Inventive, fast-paced and hysterically funny, Slab Rat traces the Machiavellian office antics of Zachery Post, an editor (and senior-editor wannabe) at a glitzy NY-based mag (It). Although the author has obviously kicked around the publishing biz, It magazine is a brilliantly-rendered any-job. The monthly editorial meetings that author Heller describes will remind you of your own job, no matter where you work: backstabbing, brown-nosing and other essential human charms are all on riotous display (sound familiar?). Meanwhile, brief excerpts from various of It magazine's stories and columns will have you in stitches. Protagonist Post is an imposter in the literary tradition of Gatsby (but, as Post himself notes, without the mansion); passing himself off, by virtue of a heavily trumped-up resume, as one of the well-educated, moneyed young people that seem to succeed at It--a place where Euro-pretensions are an apparent prerequisite to advancement. Post's blatant (and hilariously contemptible) office and bedroom politicking, coupled with his own self-doubt and laughable failures, make him one of the most memorable anti-heroes of the last ten years. The minor characters that populate It's hallways and conference rooms are diabolically drawn and scathingly funny. This book packs a terrific one-two punch: the plot will have you up way past your bedtime and Heller's hilarious writing will have you howling.
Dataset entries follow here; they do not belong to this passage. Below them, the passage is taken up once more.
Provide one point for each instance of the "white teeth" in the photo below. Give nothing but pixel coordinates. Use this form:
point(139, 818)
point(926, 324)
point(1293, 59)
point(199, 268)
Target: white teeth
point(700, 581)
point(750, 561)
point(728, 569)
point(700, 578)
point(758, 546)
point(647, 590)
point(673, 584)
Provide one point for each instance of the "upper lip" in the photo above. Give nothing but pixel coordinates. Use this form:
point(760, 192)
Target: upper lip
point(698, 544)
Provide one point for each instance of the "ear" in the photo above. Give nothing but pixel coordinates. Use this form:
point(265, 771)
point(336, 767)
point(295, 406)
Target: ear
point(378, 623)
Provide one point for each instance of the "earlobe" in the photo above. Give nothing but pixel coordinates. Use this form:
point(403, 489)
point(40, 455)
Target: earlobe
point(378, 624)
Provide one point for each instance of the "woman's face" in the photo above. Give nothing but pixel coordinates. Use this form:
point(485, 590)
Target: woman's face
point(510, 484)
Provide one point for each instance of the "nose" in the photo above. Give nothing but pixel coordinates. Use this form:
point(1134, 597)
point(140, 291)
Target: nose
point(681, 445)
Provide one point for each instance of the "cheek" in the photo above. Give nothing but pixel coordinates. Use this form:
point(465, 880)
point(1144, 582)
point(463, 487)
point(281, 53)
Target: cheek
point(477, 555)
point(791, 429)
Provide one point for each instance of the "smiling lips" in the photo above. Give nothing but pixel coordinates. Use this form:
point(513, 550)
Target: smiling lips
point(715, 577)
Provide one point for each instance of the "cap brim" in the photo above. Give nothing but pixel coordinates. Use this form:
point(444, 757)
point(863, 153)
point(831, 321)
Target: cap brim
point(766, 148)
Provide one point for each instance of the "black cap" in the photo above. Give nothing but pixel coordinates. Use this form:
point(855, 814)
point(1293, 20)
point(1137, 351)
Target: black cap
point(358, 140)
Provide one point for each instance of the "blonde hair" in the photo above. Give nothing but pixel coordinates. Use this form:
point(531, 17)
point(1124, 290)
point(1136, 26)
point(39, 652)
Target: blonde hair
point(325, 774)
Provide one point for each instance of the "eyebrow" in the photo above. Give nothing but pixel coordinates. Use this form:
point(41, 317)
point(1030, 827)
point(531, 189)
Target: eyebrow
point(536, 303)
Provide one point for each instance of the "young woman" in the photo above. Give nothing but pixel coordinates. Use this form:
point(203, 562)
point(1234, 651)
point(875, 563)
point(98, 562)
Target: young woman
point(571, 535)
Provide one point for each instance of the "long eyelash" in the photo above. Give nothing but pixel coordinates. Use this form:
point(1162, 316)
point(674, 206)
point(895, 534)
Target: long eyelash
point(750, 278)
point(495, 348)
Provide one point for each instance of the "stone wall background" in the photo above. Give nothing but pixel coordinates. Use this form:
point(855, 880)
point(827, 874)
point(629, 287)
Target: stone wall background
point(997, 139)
Slab Rat is a riotous rip on the magazine industry

Ambitious smartass Zachary Post is the morally challenged narrator of "Slab Rat," Ted Heller's darkly hilarious take on sex and office politics in the ripe-for-satire world of magazine publishing. (The title refers to the young professionals working in New York City skyscrapers.) Post is a sex-obsessed, wisecracking cynic. For years he's been an associate editor at It, a Versailles Publishing magazine. Versailles also publishes magazines with titles like Here, Him, She, Boy, and Ego. Post landed the job with a puffed-up resume that masks his very humble background. He wants to move up; he also wants to bag Leslie, the mag's British graphic designer. The only thing standing in his way is a new editor named Mark Larkin. Larkin makes life hell for Post and his pal, Willie Lister. This being a dark comedy, Post and Lister see only one way out of their predicament: kill Larkin. Post really doesn't want to commit murder, but he comes up with an ingenious way to rid himself of Larkin without getting blood on his hands. Heller, a magazine writer and photo editor himself, does a nice job of conveying the dynamics of a workplace crawling with the young and clever. He successfully aims for funny, while creating central characters who are quite human. Some may fault him for an overly nasty villain - Larkin is an arrogant, conniving racist and anti-Semite who is not above from money from a corpse. "Slab Rat" skewers the backstabbing, image-obsessed men and women of the magazine world. (One editor hires Richard Avedon to take her passport photo.) It also boasts some very entertaining sex scenes, including one involving Post's efforts to ditch a spent condom. It's only February, but "Slab Rat" may end up being the funniest book of the year.

Hellerious!

Smart, sexy, and slick...this is an urban tale of publishing peril that sends you into satirical heaven. I was so sad to reach the end that I read it again and found it even smarter the second time around. Heller is smooth and clever, creating characters of moral disrepute that find warm and fuzzy places in your heart. You find yourself rooting for the reprehensible, sympathizing with the sinister, and, if you live in NY and work in publishing, wondering if this might not be better classified as non-fiction. If this is his first novel, I can't wait for the next...anyone this sharp and smooth has more to give.

I'm still cracking up.

Slab Rat is getting a rap as a media insider's novel, which isn't entirely true: The story within is relevant to anyone who has ever worked in an office, wanted to get ahead, and wasn't sure how far he or she would go to get there.It's also hysterical. Gags slip by, you laugh, and then a couple of days later you see something that reminds you of the book and you find yourself cracking up all over again.